Aspetti incoraggianti che però non devono distogliere l’attenzione dal nodo primario: lo scarso appeal di cui ancora ‘soffrono’ le lauree STEM. Un problema ulteriormente accentuato dalla distanza che, imperterrita, separa le scienze dall’universo femminile. Tra le ragazze, infatti, solo il 14% intravede l’iscrizione a un corso di laurea di natura tecnica (la media generale è il 18%, tra i maschi è il 25%). La maggior parte, inoltre, è attratta solo da discipline specifiche. Ad esempio, il 39% delle ragazze che frequenteranno corsi STEM si concentrerà nell’area chimico-biologica (che invece attrae meno maschi, appena il 19%); solo il 23% farà ingegneria (tra i ragazzi il dato schizza al 43%). Ciò vale anche in presenza di curriculum scolastici eccellenti. Segno che la cultura STEM, nonostante gli sforzi comunicativi, risente pure di marcate differenze di genere. E purtroppo non è una novità.

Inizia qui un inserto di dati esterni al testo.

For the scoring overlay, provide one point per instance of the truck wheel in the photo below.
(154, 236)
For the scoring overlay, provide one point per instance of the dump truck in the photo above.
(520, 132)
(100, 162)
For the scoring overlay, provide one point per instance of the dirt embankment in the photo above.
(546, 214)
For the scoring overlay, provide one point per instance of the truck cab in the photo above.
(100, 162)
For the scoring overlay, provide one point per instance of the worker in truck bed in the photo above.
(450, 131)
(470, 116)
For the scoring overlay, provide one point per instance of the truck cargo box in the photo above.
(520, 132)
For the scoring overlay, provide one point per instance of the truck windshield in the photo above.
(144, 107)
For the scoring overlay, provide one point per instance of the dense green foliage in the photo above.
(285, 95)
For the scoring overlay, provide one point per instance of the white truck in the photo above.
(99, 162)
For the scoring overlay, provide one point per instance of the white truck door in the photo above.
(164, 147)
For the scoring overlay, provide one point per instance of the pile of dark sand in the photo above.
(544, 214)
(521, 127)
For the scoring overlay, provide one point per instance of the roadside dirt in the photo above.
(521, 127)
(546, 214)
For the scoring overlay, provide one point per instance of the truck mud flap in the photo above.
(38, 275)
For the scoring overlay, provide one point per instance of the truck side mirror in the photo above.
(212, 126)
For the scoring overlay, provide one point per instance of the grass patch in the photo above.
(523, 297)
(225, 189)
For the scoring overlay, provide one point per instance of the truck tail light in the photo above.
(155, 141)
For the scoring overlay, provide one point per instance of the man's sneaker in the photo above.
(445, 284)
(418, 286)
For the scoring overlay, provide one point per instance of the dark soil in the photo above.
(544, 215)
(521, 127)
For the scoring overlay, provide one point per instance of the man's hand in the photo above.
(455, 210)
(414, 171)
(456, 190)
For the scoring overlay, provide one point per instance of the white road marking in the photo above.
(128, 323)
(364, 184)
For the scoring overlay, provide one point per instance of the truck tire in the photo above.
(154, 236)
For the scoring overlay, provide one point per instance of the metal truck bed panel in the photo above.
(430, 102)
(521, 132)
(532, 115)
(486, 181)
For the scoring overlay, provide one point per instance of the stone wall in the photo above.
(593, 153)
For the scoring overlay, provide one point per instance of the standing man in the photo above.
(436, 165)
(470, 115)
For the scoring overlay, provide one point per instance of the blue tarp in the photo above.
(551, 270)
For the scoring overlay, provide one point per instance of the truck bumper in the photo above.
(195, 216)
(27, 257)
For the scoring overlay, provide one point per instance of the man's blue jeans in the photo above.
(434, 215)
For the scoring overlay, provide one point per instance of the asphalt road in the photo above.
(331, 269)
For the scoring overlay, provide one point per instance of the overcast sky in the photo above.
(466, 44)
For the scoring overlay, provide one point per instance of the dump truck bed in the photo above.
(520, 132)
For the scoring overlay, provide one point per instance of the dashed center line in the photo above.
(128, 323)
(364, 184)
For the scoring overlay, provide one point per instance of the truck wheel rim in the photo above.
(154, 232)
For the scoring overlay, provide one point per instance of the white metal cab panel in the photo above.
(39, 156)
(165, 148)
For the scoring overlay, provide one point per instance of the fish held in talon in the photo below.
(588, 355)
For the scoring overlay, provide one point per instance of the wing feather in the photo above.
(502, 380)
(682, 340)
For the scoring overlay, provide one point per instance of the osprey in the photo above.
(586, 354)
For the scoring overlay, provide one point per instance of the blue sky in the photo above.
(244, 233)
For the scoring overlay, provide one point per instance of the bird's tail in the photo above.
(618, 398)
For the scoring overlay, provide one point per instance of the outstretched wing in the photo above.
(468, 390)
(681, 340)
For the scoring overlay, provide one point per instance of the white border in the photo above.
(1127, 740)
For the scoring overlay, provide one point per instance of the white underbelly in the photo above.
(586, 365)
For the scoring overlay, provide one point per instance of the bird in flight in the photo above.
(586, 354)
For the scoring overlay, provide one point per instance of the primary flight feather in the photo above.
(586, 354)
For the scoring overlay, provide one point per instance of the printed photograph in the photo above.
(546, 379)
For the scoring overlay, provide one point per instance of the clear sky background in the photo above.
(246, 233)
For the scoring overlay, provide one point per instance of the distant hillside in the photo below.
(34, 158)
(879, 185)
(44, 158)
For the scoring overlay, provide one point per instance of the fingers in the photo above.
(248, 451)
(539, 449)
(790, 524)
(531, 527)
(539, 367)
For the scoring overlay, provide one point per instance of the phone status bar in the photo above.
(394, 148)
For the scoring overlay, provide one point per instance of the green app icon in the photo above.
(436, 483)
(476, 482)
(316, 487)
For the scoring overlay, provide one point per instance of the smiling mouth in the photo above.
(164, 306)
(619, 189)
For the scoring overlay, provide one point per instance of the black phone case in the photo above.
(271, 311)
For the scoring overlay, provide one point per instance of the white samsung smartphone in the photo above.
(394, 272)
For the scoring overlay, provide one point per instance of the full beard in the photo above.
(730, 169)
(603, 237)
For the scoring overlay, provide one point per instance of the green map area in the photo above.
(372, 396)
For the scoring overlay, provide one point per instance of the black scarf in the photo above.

Sulle orme degli scienziati

Proprio per tentare di cambiare le cose nasce UniStem Tour: una serie di 30 incontri che in due anni copriranno tutta Italia, dal nord al sud alle isole, a partire da Catania, Cagliari, Bari, Napoli, Urbino, Teramo, portando nelle scuole alcuni tra i “numeri uno” del mondo scientifico italiano. Protagonista del “numero zero” – andato in scena l’8 maggio presso l’ITIS Galilei di Roma – è stata la professoressa e senatrice a vita Elena Cattaneo, che attraverso la storia di un gene di oltre un miliardo di anni ha raccontato la propria esperienza nella ricerca sulle cellule staminali.

Le storie delle nostre eccellenze

Tra gli scienziati che hanno già dato la loro adesione ci sono la direttrice del Cern Fabiola Gianotti, l’antropologa forense Cristina Cattaneo, il virologo Roberto Burioni, l’esperto in medicina rigenerativa e staminologo Michele De Luca, il matematico Alessio Figalli, e l’immunologo Alberto Mantovani. Il contatto diretto con questi “campioni” italiani della scienza consentirà ai ragazzi di capire il fascino di indagare l’ignoto, ascoltare le storie che si nascondono dietro ad ogni scoperta e raccogliere la sfida di impegnare il proprio talento nell’avventura della ricerca e dell’innovazione, linfa vitale per il Paese.